This is a rare c. 1957 map of India, Southeast Asia, the East Indies, and the Philippines intended to propagandize the achievements of the 'Colombo Plan' - a multinational economic initiative intended to foster social and economic development in the Asia-Pacific region. The map is entirely in Chinese and is presumably intended to propagandize the Colombo Plan to a Chinese audience. Coverage extends from the Indus Valley to the Philippines and from Nepal to Java and Timor. Symbols illustrate various types of development influenced by the Colombo Plan. Text and graphs on the map highlight the British contribution to the effort.
The Colombo Plan
The Colombo Plan was 27 countries joint-initiative designed to strengthen economic and social development India, the East Indies, and Southeast Asia, and in doing so, fight the spread of Communist ideology. The plan was initially proposed in 1949 by Indian diplomat K. M. Panikkar (1895 - 1963). In January 1950, British Foreign Secretary Ernest Bevin championed the idea at the Commonwealth Conference in Colombo, Ceylon. Originally conceived as a six-year project, the Plan was so successful it was subsequently extended indefinitely. The United States, although not a member, became by far the largest contributor. While generally successful, the Colombo Plan has been criticized s by some as a platform for consolidating colonial hegemony.
The Map Speaks
Text on the map in Chinese describes the initiative,
The Colombo Plan was established at the meeting of foreign ministers of Australia, Canada, Ceylon, India, New Zealand, Pakistan, and the United Kingdom seven years ago. Later, other countries in Southeast Asia and South Asia, Khmer, Vietnam, Myanmar, Nepal, Indonesia, Thailand, the Philippines, Laos, and Malaya, which recently declared its independence, also participated. In addition, there are two member states outside the zone, the United States of America and Japan. The Colombo Plan is aimed at assisting Southeast Asian and South Asian countries to improve their living standards through industrial and agricultural construction. In the seven years since the plan began, these countries have made great progress in implementing their goals. Most of these plans are funded by the countries themselves, but member countries outside the region have also done a lot. The countries of the Commonwealth will also make significant contributions in providing technical experts and trainees.

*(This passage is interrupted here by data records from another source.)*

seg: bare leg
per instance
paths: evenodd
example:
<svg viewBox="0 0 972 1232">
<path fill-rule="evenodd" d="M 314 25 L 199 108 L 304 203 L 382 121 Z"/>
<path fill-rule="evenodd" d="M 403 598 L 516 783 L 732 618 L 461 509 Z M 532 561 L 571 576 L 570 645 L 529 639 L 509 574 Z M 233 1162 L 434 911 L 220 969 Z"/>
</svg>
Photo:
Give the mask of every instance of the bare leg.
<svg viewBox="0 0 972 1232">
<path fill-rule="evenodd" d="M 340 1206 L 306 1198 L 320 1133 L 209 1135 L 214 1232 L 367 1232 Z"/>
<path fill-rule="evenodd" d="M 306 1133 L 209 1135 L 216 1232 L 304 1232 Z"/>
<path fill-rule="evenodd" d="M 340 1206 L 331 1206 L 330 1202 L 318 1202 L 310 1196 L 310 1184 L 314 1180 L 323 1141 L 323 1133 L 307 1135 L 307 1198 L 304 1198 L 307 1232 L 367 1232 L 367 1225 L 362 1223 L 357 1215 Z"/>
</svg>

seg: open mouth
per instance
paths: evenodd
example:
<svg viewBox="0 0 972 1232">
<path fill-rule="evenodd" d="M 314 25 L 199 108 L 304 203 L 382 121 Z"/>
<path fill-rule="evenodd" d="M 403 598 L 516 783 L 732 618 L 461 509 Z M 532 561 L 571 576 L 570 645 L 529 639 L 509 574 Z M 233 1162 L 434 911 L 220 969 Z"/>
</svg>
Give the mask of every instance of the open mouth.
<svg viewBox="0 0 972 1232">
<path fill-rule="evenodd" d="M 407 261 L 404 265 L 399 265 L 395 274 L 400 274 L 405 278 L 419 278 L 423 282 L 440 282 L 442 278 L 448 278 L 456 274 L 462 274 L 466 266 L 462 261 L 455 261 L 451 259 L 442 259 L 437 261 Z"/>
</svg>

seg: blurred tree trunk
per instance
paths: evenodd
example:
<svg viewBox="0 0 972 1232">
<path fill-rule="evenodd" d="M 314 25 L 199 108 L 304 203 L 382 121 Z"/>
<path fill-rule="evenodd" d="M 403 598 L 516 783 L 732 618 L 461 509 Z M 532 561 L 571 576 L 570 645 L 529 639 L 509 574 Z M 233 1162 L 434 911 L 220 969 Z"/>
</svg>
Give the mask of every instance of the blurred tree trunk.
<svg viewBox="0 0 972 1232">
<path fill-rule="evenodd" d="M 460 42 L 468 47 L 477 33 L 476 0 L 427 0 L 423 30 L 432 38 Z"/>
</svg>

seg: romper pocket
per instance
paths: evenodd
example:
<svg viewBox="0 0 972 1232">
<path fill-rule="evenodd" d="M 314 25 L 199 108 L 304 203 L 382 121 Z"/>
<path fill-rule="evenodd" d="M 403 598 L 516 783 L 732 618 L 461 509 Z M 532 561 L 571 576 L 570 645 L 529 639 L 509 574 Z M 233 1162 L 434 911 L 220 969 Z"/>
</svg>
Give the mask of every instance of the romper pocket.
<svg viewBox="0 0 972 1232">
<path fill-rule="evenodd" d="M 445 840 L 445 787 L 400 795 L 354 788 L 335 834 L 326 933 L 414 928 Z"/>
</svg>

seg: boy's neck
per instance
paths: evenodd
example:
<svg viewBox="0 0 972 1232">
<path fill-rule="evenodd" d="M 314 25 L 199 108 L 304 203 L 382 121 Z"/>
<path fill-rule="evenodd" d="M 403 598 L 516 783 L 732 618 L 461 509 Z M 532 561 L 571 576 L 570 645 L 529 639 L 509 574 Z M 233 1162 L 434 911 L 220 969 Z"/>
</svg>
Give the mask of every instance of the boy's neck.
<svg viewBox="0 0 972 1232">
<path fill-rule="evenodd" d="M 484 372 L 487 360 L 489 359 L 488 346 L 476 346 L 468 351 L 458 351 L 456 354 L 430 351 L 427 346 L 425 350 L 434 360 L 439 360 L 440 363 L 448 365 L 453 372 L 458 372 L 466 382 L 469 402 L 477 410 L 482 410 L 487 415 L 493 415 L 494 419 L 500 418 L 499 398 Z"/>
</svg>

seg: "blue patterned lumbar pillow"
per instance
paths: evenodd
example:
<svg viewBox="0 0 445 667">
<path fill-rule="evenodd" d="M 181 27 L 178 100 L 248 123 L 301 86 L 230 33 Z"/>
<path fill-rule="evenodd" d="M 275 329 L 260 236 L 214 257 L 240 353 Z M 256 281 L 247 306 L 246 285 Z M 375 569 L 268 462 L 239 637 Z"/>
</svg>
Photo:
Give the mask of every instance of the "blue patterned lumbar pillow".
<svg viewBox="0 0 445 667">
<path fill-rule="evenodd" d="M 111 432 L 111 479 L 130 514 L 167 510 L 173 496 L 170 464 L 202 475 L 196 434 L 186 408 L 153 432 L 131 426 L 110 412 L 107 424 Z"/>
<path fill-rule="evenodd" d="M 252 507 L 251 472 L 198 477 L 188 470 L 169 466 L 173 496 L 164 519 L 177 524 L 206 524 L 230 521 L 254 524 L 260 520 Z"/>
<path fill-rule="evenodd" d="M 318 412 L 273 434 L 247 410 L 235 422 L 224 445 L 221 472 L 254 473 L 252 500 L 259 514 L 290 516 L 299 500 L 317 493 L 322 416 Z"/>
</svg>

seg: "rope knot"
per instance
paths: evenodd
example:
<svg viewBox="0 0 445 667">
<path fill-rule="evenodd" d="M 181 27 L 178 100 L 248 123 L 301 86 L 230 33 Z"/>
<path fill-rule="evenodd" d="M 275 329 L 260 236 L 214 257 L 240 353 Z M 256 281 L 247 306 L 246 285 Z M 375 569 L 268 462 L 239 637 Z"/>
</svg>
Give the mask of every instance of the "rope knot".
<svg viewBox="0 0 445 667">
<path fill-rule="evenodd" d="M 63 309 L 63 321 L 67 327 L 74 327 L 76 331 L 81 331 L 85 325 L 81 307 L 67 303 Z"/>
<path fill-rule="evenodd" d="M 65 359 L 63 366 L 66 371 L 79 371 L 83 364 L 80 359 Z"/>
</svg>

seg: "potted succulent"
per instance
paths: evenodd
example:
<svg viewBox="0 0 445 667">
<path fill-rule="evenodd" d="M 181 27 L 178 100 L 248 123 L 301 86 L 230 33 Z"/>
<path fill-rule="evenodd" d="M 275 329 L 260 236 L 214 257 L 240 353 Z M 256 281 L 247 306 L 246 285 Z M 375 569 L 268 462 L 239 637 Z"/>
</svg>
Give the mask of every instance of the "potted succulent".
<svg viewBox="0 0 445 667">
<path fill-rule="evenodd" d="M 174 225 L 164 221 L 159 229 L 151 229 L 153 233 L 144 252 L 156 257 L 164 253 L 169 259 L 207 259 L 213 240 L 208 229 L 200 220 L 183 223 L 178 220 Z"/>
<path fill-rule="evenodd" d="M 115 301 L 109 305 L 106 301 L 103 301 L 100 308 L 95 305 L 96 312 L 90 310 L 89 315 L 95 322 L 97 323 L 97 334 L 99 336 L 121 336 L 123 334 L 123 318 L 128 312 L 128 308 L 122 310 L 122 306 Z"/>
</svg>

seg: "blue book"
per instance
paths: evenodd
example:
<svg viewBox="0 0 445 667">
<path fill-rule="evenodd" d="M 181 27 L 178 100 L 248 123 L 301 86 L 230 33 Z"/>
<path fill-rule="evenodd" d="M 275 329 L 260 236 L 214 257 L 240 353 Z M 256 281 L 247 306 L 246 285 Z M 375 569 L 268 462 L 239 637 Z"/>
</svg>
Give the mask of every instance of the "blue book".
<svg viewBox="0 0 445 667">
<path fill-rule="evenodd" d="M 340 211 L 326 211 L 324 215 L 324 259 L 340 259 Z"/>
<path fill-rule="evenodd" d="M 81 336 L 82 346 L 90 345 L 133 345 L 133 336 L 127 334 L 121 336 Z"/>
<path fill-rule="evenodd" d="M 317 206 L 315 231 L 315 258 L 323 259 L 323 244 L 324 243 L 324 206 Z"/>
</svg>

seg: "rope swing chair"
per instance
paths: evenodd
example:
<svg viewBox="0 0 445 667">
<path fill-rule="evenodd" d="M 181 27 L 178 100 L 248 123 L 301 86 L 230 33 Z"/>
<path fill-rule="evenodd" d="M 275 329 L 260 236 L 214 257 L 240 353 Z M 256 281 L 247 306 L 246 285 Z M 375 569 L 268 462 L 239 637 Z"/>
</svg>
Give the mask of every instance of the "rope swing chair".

Publication History and Census
No publisher or publication date is given, but the Colombo Plan was initiated in 1950, and so we have dated the map to 1957, as it illustrates seven years of progress. We have been unable to locate any other examples.
Good. Exhibits wear along original fold lines. Exhibits small areas of loss at some fold intersections. A small area of infill appears in the upper left quadrant. Edges exhibit some wear.